Your results actually suggest to me that short-circuit evaluation has been added to AND() and OR(), which would be great news!

Thanks so much for doing this performance testing!

Suvrutt_Gurjar

You are welcome and thank you @Steve

I will be always glad to be of help in any such testing.

Yes, the AND() and OR() seems to be taking into account short-circuiting.

Another observation, even though not very conclusive and maybe even incorrect, was that if the records satisfying conditions of SELECT() are at the beginning of the table, the execution time tended to be lesser. Of course, there were many exceptions to this observation.

Koichi_Tsuji

Thanks you @Suvrutt_Gurjar and @Steve for this interesting discussions.
Short-circuit was the word I first time to hear and learn, yes it should logically affect the performance of appsheet expression.

To add something here to this dicussion, I suppose the type of data base should be one of the factor to be in mind. This is not a story of expression itself thoguh.

For instance, SQL.

When we add INDEX to the columns which will be queried from Appsheet side (my assumption is appsheet expression will be converted to sql syntax to send query to SQL?), the performance is said to be improve, as query performance is naturally getting better and more efficient.
Wondering if Google sheet could implement like indexing kinds of things, then our app built on sheet will perform better?

Suvrutt_Gurjar

Hi @tsuji_koichi ,

Thank you for joining the discussion. Your insights are always valuable. Your suggestion on databases and indexes is very valid.

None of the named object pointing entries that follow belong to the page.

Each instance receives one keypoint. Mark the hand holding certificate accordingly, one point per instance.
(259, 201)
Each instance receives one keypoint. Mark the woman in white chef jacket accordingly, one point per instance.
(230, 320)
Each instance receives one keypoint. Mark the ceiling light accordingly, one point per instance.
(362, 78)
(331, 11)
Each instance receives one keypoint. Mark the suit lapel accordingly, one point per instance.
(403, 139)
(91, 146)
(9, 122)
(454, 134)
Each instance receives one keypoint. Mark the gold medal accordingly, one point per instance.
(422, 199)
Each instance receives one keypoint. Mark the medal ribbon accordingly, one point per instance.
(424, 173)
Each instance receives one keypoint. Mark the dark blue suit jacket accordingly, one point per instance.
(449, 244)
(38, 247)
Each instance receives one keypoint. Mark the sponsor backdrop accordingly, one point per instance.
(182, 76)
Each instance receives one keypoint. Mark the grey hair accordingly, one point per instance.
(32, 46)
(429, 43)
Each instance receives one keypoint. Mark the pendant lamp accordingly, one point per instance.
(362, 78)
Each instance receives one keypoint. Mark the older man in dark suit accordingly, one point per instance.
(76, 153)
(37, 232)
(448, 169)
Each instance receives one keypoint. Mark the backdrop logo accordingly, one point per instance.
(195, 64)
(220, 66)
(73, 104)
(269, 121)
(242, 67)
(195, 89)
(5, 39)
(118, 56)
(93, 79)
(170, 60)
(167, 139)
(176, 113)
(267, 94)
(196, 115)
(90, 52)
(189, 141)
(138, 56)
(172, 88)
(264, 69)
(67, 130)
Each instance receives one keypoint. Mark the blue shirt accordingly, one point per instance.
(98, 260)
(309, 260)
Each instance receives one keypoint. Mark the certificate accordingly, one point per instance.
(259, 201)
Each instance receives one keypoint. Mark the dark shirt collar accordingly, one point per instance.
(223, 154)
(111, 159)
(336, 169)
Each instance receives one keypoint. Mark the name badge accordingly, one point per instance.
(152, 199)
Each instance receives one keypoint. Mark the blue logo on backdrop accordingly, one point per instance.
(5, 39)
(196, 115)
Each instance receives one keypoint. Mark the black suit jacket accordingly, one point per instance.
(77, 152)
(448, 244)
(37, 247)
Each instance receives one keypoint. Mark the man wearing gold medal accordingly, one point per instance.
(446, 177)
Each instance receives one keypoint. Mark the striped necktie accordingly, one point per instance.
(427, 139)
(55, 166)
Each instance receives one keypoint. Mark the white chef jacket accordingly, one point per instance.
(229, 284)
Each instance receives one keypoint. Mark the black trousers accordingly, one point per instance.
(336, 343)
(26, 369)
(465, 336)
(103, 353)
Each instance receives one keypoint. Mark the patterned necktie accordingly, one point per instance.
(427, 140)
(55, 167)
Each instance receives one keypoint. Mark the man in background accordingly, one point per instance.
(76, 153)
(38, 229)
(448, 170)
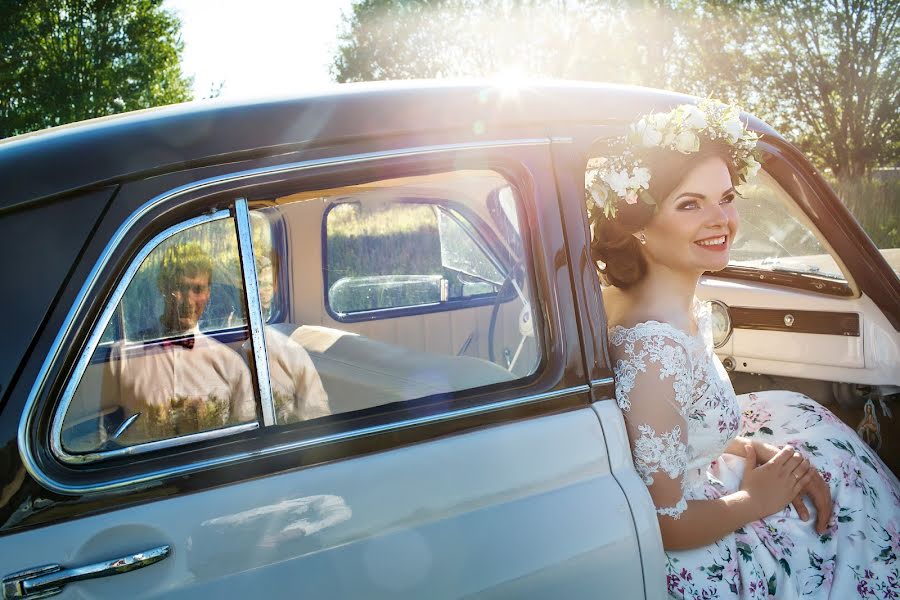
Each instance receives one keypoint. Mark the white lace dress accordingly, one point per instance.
(681, 412)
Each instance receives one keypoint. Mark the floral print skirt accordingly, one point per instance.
(782, 556)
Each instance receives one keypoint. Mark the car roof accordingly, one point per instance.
(63, 159)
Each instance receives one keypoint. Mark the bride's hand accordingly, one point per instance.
(820, 494)
(776, 483)
(816, 489)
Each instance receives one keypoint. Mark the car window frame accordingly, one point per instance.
(86, 358)
(447, 411)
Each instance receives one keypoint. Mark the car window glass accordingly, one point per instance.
(382, 255)
(773, 233)
(378, 311)
(173, 363)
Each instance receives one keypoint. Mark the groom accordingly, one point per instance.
(180, 381)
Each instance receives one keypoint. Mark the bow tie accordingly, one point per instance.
(185, 341)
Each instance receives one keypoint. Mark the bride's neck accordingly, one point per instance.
(666, 292)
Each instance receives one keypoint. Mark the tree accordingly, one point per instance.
(839, 64)
(824, 73)
(68, 60)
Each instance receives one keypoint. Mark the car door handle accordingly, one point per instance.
(47, 580)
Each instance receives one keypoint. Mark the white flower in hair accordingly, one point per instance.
(618, 182)
(599, 193)
(751, 167)
(687, 142)
(682, 129)
(694, 117)
(733, 129)
(640, 178)
(650, 136)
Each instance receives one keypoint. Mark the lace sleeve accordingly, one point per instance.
(653, 385)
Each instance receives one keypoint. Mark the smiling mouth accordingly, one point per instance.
(716, 243)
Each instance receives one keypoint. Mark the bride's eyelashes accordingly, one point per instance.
(693, 204)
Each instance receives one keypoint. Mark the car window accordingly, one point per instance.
(774, 234)
(396, 290)
(403, 254)
(173, 363)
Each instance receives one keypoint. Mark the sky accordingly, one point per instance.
(259, 47)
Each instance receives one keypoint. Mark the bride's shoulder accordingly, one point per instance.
(629, 320)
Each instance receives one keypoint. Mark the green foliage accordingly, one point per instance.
(68, 60)
(875, 202)
(826, 74)
(399, 240)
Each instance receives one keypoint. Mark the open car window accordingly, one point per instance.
(774, 234)
(395, 290)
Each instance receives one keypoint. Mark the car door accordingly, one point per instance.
(475, 480)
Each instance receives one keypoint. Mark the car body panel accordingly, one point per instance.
(473, 514)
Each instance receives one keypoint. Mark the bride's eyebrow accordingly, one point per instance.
(701, 196)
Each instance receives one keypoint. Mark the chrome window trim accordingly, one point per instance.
(84, 360)
(602, 382)
(220, 461)
(24, 433)
(254, 308)
(724, 307)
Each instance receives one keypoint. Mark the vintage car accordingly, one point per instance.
(414, 259)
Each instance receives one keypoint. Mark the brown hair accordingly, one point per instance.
(612, 242)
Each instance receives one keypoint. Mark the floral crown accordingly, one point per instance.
(626, 178)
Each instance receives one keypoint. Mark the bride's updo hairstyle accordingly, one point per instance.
(612, 242)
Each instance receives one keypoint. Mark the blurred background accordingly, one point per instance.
(825, 73)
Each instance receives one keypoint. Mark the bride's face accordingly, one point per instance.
(695, 225)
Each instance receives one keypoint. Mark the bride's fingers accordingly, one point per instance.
(800, 507)
(820, 494)
(802, 469)
(803, 482)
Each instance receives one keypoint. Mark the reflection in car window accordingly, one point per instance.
(442, 304)
(174, 366)
(773, 234)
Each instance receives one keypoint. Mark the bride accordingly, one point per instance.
(801, 508)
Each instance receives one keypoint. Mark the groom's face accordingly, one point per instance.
(696, 224)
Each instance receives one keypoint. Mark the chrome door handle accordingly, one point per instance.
(48, 580)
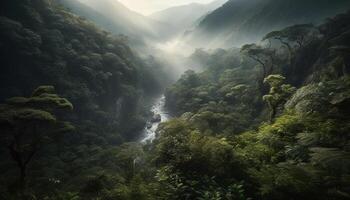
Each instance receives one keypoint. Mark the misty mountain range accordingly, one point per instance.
(241, 21)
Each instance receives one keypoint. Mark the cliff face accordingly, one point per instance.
(43, 44)
(238, 22)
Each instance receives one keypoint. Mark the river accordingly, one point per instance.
(160, 115)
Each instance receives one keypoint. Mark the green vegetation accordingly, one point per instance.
(268, 121)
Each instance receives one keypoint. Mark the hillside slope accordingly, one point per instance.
(115, 17)
(43, 44)
(238, 21)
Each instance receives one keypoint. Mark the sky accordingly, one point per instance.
(147, 7)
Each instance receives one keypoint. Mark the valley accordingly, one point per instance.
(226, 100)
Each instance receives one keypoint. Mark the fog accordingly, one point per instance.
(150, 6)
(160, 35)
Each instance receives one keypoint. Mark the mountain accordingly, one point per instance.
(43, 44)
(186, 15)
(117, 18)
(240, 21)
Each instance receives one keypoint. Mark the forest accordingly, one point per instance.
(92, 106)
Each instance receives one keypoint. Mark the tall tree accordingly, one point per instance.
(293, 37)
(266, 57)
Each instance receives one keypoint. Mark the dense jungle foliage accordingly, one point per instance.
(266, 121)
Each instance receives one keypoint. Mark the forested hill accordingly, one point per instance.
(263, 122)
(106, 87)
(240, 21)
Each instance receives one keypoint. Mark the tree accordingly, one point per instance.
(264, 56)
(29, 122)
(293, 37)
(278, 94)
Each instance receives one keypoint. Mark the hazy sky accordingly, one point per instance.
(147, 7)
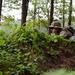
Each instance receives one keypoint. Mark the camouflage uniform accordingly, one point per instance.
(68, 32)
(56, 25)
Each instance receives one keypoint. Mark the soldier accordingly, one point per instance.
(55, 27)
(68, 32)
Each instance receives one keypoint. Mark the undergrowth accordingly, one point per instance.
(23, 52)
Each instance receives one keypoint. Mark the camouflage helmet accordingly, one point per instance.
(56, 24)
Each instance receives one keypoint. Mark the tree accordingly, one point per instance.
(70, 12)
(0, 8)
(51, 12)
(24, 11)
(63, 12)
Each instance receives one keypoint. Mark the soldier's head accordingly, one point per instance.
(55, 27)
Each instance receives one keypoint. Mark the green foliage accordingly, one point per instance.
(60, 72)
(24, 50)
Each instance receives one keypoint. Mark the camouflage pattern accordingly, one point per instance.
(55, 24)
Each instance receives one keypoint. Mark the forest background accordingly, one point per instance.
(26, 50)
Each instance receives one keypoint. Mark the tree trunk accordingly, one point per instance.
(70, 13)
(63, 12)
(0, 8)
(51, 12)
(24, 11)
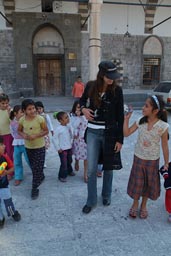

Sync performance is indeed a multifaceted subject - databases/spreadsheet to the data provider and even network speed to optimally written expressions.

Started this particular thread to request guidance on how multi-row expressions can be more optimally written if we know the row-wise processing sequence of those expressions.

I will request your insights. I am also performing some more tests, purely on multirow expressions, slices, etc., and will share useful observations, if any.

Koichi_Tsuji

Majorities of Appsheet app could be using Google Spreadsheet.
Not sure how it is going to be difficult and challenging to introdue “apply indexing” to the selected column within google sheet, but if we could, it is going to improve appsheet app performance in general?
This should be subject for backend engineers … I have nil knowledge.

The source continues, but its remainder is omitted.